NAACL HLT 2016 Tutorials

Back to Tutorials listing

Instructors: Mitesh M Khapra and Sarath Chandar


We live in an increasingly multilingual multimodal world where it is common to find multiple views of the same entity across modalities and languages. For example, news articles which get published in multiple languages are essentially different views of the same entity. Similarly, video, audio and multilingual subtitles are multiple views of the same movie clip. Given the proliferation of such multilingual multimodal content it is no longer sufficient to process a single modality or language at a time. Specifically, there is an increasing demand for allowing transfer, conversion and access across such multiple views of the data. For example, users want to translate/convert news articles to their native language, automatically caption their travel photos and even ask natural language questions over videos and images. This has led to a lot of excitement around this interdisciplinary research area which requires ideas from Machine Learning, Natural Language Processing, Speech and Computer Vision among other fields.

In this tutorial we focus on neural network based models for addressing various problems in this space. We will first introduce the participants to some of the basic concepts and building blocks that such approaches rely on. We will then describe some of these approaches in detail. There are two important parts to the tutorial. In the first part, we will talk about approaches which aim to learn a common representation for entities across languages and modalities thereby enabling cross lingual and cross modal access and transfer. In the second part we will talk about multilingual multimodal generation. For example, we will discuss neural network based approaches which aim at (i) generating translations in multiple languages, (ii) generating images given a natural language description and (iii) generating captions in multiple languages.

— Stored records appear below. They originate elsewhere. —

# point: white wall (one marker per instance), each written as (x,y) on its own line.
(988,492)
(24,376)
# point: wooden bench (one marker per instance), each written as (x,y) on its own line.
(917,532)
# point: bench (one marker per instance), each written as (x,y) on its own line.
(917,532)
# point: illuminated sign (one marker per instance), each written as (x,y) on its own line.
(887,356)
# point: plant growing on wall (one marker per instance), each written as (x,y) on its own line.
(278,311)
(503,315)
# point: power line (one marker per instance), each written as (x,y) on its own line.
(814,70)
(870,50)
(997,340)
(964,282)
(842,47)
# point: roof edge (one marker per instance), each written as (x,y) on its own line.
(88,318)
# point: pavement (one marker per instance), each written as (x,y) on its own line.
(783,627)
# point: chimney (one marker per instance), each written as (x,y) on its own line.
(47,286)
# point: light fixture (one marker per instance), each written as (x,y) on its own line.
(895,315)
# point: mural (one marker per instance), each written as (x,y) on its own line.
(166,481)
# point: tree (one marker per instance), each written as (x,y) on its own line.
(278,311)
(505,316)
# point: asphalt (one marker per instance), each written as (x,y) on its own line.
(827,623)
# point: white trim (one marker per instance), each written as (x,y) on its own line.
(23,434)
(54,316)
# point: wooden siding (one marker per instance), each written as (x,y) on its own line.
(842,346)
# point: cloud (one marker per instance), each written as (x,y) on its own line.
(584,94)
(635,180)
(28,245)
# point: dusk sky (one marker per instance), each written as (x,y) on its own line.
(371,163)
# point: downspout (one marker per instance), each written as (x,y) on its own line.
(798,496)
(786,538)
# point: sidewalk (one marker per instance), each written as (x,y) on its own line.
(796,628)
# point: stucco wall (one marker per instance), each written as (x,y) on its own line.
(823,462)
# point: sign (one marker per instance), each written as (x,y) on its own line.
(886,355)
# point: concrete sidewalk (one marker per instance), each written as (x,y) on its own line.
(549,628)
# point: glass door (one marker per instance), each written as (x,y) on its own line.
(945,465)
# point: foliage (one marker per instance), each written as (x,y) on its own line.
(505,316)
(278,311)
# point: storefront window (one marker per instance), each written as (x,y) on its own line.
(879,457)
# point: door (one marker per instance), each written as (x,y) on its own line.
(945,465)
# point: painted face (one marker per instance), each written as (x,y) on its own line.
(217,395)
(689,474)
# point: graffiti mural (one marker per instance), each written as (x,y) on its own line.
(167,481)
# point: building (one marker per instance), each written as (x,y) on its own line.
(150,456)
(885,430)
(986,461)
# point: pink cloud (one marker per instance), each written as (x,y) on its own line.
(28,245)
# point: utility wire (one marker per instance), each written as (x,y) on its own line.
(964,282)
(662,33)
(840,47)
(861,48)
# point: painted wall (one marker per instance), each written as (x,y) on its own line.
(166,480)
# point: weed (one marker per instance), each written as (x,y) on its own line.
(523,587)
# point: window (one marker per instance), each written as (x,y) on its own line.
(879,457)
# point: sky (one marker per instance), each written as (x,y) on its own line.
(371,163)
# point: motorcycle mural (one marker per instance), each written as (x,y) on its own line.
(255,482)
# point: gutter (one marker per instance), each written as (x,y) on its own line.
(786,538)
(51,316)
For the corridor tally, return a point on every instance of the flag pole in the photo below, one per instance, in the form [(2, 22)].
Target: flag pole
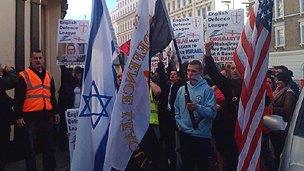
[(187, 94)]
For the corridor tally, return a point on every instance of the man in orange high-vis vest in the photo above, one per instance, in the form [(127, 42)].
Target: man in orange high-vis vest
[(36, 110)]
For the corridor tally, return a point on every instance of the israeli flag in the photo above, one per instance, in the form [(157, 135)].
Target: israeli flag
[(98, 93)]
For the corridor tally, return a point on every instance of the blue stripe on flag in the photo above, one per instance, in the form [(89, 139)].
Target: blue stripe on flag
[(101, 152), (96, 19)]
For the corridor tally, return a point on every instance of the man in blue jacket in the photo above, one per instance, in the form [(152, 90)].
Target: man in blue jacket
[(195, 143)]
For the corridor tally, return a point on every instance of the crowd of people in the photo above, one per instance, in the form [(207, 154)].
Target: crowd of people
[(194, 109)]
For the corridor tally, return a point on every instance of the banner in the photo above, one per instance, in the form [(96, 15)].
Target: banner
[(224, 28), (155, 60), (189, 34), (72, 41), (71, 117)]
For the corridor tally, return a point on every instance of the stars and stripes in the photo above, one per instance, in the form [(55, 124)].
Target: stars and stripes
[(251, 58)]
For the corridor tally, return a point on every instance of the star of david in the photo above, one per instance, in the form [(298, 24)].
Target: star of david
[(103, 102)]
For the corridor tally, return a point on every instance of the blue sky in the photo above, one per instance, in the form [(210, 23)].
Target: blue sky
[(80, 9)]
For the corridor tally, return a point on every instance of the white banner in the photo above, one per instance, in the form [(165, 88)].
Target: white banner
[(189, 34), (224, 28), (155, 60), (71, 116), (72, 38)]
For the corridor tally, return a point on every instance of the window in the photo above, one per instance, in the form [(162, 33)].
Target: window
[(302, 32), (280, 36), (301, 5), (279, 8)]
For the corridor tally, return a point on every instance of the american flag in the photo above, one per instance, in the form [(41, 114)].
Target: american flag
[(251, 59)]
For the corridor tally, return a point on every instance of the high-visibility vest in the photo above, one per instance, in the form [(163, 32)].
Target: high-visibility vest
[(38, 93), (153, 114)]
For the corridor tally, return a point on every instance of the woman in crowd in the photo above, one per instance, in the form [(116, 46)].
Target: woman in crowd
[(283, 105)]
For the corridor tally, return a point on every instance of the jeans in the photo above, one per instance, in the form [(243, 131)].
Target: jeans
[(41, 130), (4, 145)]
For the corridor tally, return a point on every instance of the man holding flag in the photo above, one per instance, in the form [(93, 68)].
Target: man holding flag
[(98, 93), (130, 117), (251, 58)]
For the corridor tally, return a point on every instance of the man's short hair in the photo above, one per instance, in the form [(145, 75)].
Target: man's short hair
[(198, 63)]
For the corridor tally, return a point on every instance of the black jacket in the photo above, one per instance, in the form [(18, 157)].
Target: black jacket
[(231, 88), (7, 81)]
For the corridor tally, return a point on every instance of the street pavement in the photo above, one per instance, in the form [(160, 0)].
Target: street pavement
[(62, 159)]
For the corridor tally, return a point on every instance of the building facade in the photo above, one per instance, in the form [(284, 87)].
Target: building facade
[(123, 16), (27, 25), (287, 46)]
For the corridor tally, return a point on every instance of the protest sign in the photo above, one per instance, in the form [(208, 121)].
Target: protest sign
[(224, 28), (72, 41), (71, 116), (189, 34), (155, 60)]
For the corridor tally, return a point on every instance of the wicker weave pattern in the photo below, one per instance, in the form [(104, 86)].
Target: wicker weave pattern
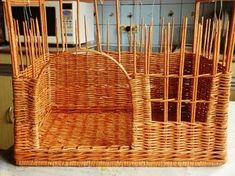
[(138, 108)]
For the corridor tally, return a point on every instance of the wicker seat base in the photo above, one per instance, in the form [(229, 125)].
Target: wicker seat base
[(73, 130), (121, 163)]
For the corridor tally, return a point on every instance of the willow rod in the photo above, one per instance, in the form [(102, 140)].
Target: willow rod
[(56, 36), (76, 36), (150, 41), (208, 38), (16, 37), (85, 26), (107, 38), (181, 69), (231, 41), (118, 29), (205, 37), (29, 42), (146, 51), (162, 35), (135, 65), (196, 73), (26, 44), (38, 37), (43, 29), (97, 26), (66, 37), (141, 33), (62, 25), (226, 44), (20, 46), (196, 20), (217, 47), (172, 33), (78, 24), (166, 71), (211, 40), (9, 17), (130, 41), (33, 28), (33, 52)]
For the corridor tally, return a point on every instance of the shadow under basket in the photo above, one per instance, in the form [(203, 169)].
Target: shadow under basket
[(86, 110)]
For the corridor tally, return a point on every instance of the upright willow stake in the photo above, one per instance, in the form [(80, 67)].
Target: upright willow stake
[(66, 37), (141, 34), (118, 29), (226, 44), (56, 36), (107, 38), (62, 25), (162, 35), (146, 51), (208, 38), (97, 27), (130, 41), (166, 71), (196, 73), (26, 44), (181, 69), (85, 26), (39, 38), (78, 24), (172, 33), (205, 38), (20, 47), (150, 43), (135, 65)]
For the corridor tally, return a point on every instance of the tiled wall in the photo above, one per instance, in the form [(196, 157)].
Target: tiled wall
[(161, 8)]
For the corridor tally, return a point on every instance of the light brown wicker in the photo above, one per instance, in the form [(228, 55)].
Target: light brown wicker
[(90, 108)]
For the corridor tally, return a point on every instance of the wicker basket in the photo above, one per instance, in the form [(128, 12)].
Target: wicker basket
[(89, 108)]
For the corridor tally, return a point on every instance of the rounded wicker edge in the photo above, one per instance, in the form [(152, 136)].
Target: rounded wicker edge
[(122, 163)]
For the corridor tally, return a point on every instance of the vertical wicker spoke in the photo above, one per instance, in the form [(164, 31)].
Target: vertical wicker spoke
[(97, 27), (107, 42), (196, 73), (118, 29), (166, 71), (86, 40), (162, 35), (181, 68), (62, 25)]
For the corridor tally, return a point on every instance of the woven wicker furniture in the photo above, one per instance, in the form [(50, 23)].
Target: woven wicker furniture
[(95, 108)]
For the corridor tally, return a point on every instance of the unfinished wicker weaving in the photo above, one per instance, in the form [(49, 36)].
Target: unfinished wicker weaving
[(86, 107)]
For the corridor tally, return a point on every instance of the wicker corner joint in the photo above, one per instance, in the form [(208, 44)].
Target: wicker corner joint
[(105, 108)]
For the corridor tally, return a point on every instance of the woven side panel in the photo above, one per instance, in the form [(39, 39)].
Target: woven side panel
[(138, 112), (24, 138)]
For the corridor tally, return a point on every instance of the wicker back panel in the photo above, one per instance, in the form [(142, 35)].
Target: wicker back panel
[(88, 82)]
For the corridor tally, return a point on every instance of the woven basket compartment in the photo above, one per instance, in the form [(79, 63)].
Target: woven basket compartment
[(85, 111)]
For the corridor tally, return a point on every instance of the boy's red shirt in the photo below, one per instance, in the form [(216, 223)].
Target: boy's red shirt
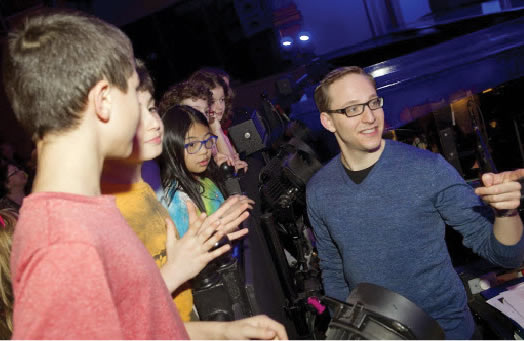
[(79, 272)]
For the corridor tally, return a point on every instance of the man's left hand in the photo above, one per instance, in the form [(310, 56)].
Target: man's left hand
[(501, 191)]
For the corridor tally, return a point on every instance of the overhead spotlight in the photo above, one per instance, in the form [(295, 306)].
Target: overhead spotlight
[(304, 36), (286, 42)]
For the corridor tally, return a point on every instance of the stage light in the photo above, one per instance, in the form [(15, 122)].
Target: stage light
[(304, 36), (286, 42)]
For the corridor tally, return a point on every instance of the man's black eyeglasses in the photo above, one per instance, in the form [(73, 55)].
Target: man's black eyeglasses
[(358, 109)]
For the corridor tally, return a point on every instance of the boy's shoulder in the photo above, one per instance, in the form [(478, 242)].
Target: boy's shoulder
[(49, 218)]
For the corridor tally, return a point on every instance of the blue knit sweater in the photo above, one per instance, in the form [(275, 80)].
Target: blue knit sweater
[(389, 230)]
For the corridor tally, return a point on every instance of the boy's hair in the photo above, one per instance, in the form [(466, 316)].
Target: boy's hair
[(144, 77), (211, 80), (8, 218), (178, 92), (51, 62), (216, 71), (173, 170), (322, 98)]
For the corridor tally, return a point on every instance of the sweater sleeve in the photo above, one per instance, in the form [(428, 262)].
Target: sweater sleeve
[(330, 260), (178, 211), (63, 293), (463, 210)]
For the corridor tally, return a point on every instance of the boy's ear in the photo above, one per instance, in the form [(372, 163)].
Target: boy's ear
[(327, 121), (102, 100)]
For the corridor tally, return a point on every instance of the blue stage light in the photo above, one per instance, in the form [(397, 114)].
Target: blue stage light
[(304, 36)]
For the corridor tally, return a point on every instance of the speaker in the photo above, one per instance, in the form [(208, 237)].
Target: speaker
[(248, 136), (449, 148), (254, 16)]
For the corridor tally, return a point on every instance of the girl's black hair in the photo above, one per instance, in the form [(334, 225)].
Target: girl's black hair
[(3, 177), (173, 171)]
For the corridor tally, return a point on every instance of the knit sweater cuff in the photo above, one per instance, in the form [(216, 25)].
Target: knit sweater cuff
[(508, 255)]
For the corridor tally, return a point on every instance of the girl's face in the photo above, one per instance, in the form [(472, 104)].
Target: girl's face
[(197, 163), (219, 102), (150, 129)]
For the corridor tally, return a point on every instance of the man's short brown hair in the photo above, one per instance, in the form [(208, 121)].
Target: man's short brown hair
[(51, 62), (322, 98), (145, 82), (179, 92)]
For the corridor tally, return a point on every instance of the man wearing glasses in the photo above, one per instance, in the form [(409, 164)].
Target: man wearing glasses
[(380, 207)]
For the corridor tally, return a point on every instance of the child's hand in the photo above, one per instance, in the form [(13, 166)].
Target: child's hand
[(232, 213), (258, 327), (187, 256)]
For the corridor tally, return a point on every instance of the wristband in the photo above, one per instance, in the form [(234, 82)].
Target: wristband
[(506, 213)]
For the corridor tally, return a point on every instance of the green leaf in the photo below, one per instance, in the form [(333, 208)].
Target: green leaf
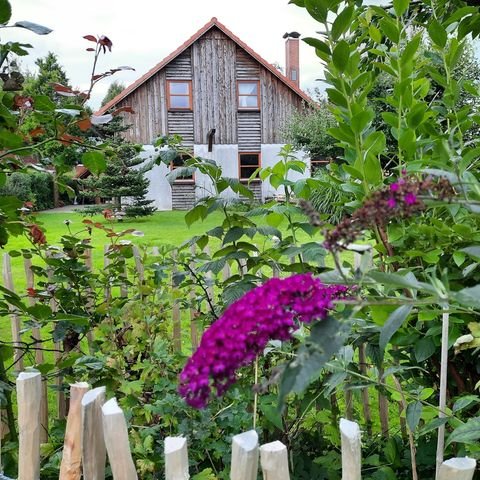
[(467, 433), (234, 234), (318, 44), (400, 6), (464, 402), (196, 213), (10, 140), (372, 170), (94, 161), (437, 33), (325, 340), (375, 33), (393, 323), (424, 349), (414, 413), (341, 55), (33, 27), (390, 29), (318, 9), (5, 11), (342, 22), (42, 102)]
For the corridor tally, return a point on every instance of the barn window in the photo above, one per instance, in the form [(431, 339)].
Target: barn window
[(248, 164), (316, 163), (179, 94), (248, 94), (179, 161)]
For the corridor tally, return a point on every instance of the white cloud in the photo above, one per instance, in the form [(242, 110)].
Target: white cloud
[(145, 31)]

  1. Introduction and Motivation [20 mins]
  2. Basics [40 mins]
    1. Learning distributed representations using Neural Networks
    2. Convolutional Neural Networks
    3. Recursive Neural Networks and its variants
  3. Multilingual/Multimodal Representation Learning [40 mins]
    1. Using parallel data with and without word alignments
    2. Using pivot view in the absence of parallel data
  4. Multilingual/Multimodal Generation [80 mins]
    1. Neural Machine Translation systems
    2. Generating captions from images
    3. Answering natural language questions over images
    4. Describing videos
    5. Generating images from a given natural language description
  5. Summary

About the Instructors:

Mitesh M Khapra: IBM Research India,,

Mitesh Khapra obtained his Ph.D. from the Indian Institute of Technology, Bombay in the area of Natural Language Processing with a focus on reusing resources for multilingual computation. His areas of interest include Statistical Machine Translation, Text Analytics, Crowdsourcing, Argument Mining and Deep Learning. He is currently working as a Researcher at IBM Research India where he is focusing on mining arguments from large unstructured text. He is also interested in learning common representations across languages and modalities with the view of enabling cross language and cross modal access. He has co-authored papers in top NLP and ML conferences such as ACL, NAACL, EMNLP, AAAI and NIPS.

Sarath Chandar: University of Montreal,,

Sarath Chandar is currently a PhD student in University of Montreal where he works with Yoshua Bengio and Hugo Larochelle on Deep Learning for complex NLP tasks like question answering and dialog systems. His research interests includes Machine Learning, Natural Language Processing, Deep Learning, and Reinforcement Learning. Before joining University of Montreal, he was a Blue Scholar in IBM Research India for a year.